Eso la gente es incapaz de verlo, no queda reflejado en
ningún tipo de red social. No saben si hoy te has despertado dando botes de
alegría o si te has pasado media noche llorando. Es como cuando teníamos
diecisiete años y decíamos eso de “Es que
tienes el Tuenti lleno de fotos estando de fiesta!” y todos respondíamos
con el típico “Ah, ¿que tú te sacas fotos
estudiando?”… Por lo tanto, juzgan. Juzgan sin saber, pensando que
actualmente mi estado pecuniario va sobre ruedas como si me sobrase la pasta,
vamos y que sólo me dedico a viajar
porque puedo. Y nada más lejos de la realidad.
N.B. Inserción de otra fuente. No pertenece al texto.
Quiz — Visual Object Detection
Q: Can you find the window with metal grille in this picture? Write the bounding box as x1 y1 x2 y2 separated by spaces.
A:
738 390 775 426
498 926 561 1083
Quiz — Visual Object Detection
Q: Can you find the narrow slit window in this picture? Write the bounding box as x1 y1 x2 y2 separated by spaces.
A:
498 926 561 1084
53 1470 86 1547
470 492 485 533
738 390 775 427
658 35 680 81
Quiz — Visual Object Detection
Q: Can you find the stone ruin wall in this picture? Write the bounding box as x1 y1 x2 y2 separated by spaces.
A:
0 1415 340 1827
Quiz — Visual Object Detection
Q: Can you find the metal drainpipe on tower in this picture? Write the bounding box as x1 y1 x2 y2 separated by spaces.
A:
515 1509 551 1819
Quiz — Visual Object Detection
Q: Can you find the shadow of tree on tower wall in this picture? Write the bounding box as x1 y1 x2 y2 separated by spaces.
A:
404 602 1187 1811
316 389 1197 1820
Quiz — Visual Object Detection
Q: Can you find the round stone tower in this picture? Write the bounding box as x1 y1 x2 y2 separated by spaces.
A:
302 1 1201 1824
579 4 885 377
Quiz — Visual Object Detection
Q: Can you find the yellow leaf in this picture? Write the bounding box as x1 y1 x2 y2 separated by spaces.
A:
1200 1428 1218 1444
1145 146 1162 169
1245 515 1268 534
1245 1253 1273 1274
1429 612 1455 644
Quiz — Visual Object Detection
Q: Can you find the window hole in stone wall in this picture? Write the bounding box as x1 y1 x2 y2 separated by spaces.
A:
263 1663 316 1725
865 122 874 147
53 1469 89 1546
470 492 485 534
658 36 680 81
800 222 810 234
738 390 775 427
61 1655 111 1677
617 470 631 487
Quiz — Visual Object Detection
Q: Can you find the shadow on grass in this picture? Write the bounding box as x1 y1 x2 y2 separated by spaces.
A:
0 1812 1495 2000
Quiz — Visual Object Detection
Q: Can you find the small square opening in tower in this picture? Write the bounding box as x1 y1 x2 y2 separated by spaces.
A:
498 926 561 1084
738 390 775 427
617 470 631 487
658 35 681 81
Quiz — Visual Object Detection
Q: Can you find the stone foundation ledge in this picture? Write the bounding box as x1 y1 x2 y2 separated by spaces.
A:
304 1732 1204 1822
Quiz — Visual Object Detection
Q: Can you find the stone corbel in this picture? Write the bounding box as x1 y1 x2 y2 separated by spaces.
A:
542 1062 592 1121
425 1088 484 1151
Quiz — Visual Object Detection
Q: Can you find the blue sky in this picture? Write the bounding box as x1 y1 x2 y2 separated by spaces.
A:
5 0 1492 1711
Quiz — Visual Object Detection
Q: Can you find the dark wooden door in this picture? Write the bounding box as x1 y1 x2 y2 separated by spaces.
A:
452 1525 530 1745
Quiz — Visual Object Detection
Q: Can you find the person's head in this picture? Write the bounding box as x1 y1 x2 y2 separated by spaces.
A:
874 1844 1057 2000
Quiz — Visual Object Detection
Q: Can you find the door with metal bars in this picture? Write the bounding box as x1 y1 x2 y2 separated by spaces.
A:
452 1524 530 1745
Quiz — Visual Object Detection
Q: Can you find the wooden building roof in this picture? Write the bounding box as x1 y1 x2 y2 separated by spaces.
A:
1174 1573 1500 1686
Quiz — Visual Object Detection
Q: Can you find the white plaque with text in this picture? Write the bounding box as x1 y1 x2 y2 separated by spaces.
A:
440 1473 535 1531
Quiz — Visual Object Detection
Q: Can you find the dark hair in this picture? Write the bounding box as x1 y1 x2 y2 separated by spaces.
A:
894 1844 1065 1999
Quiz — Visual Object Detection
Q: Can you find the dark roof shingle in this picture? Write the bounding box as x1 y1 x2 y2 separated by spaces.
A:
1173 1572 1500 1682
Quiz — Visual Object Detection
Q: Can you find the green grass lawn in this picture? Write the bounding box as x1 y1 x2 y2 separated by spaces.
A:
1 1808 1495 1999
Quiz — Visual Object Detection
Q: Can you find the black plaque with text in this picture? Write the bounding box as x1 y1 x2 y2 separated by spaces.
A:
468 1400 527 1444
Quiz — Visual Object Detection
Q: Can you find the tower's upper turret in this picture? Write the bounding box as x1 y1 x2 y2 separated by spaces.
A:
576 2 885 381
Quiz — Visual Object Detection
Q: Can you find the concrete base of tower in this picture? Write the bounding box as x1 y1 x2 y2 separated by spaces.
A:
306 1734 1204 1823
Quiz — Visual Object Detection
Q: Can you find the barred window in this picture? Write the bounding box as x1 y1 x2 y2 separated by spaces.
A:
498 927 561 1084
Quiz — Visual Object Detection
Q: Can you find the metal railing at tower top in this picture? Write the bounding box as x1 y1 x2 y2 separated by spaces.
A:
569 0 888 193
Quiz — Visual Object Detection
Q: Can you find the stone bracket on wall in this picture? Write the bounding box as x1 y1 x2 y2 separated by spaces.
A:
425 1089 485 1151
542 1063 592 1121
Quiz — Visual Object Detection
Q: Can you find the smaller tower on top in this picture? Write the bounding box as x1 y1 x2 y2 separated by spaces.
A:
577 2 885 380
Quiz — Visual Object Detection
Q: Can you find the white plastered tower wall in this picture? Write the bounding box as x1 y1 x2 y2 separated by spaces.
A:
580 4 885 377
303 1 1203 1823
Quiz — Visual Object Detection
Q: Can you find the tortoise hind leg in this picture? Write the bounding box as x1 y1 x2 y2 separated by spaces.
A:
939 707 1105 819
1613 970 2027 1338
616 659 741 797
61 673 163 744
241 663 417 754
A día de hoy, cuando se cumplen exactamente tres semanas
desde que llegué a Francia, creo que es importante experimentar este tipo de
sensaciones. Es igual que una montaña rusa. Cuando has comprado los billetes de
tren o de avión es como cuando te pones a la cola de la mejor atracción del
mundo. Cuando subes al avión notas la adrenalina correr: sabes que es algo
nuevo, compáralo a cuando te abrochas el arnés de la montaña rusa. Y luego está
la subida… Sabes que puede fallar, el miedo a lo ilógico, lo paranormal, la
tristeza y el miedo… Y entonces caes y experimentas al mismo tiempo la
excitación y el disfrute. También puedes compáralo a los momentos de soledad y
los estallidos de carcajadas cuando viajas. Es el ying y el yang. Lo malo y lo
bueno.
Lo bueno de viajar sola es que es fácil conocer gente, pero es más
difícil en pueblos pequeños que en la ciudad. Pero si no tienes nadie con quien
hablar tienes dos opciones: o eres extrovertida como yo o terminarás
hablando contigo misma como yo también, para no perder el español. Puedes ir o dejar de ir a donde tú quieras,
siempre y cuando el coche te lo permita. Yo aquí o tengo coche o no hago nada.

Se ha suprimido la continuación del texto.